There are lots of pro tips available around the internet for having a successful, enjoyable academic conference. My advisor suggests presenting at no more than two per year (since they can be a huge time and money sink between preparation and travel). He is also an advocate of the belt and suspenders approach for presentations. (He usually has full presentation notes written down so he can present even if he forgets how to speak English, and brings his computer and a jump drive and a paper copy of his Power Point.)
Once upon a time, when I went to an asphalt pavement conference with my dad at some point during the 1990s, there was a presenter whose Power Point presentation didn’t work, so he pulled out his overhead copy (as in, slides printed on clear plastic sheets of paper – then you shine a light bulb through them and voila! presentation). He was totally unphased by his now un-animated bingo slide, and his talk proceeded without a hitch. I was very impressed that he knew how to make transparencies (it’s a dying art, I tell you), but more so that he had over-prepared, so it’s something I do for all of my presentations.

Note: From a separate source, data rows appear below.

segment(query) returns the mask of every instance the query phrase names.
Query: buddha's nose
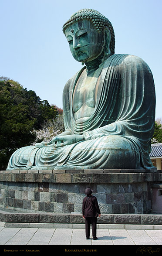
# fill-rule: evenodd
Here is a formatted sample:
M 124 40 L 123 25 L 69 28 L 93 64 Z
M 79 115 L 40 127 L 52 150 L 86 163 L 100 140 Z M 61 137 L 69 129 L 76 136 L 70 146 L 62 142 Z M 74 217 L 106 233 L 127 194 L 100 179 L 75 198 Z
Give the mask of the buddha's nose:
M 81 44 L 78 43 L 76 41 L 74 41 L 73 42 L 73 48 L 76 50 L 78 48 L 81 47 Z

Being over-prepared pays off more often than it doesn’t. For example, reading the conference booklet before you go (even if it’s on the flight out) will allow you to form an action plan. As I flipped through the 500-page Pop Culture Association conference booklet in San Antonio, I noticed a presentation on the Canadian Whites (comic books from WWII). I went to that presentation and now have lots of great things to show for it, including a full copy of Nelvana of the Northern Lights, a new research buddy, and an industry contact (rolled into one awesome person!). We became Facebook friends and now we’re planning on writing an article together. Good things abound!
If you’re over-prepared, you will also feel more comfortable with your talk, be able to make (or plan elaborate) jokes, anticipate questions, garner better audience participation (if that’s your bag), and generally have a happier, more pleasant conference. This applies for non-academic conferences, informal presentations, and teaching.
And this post is ready only four minutes past my self-imposed deadline.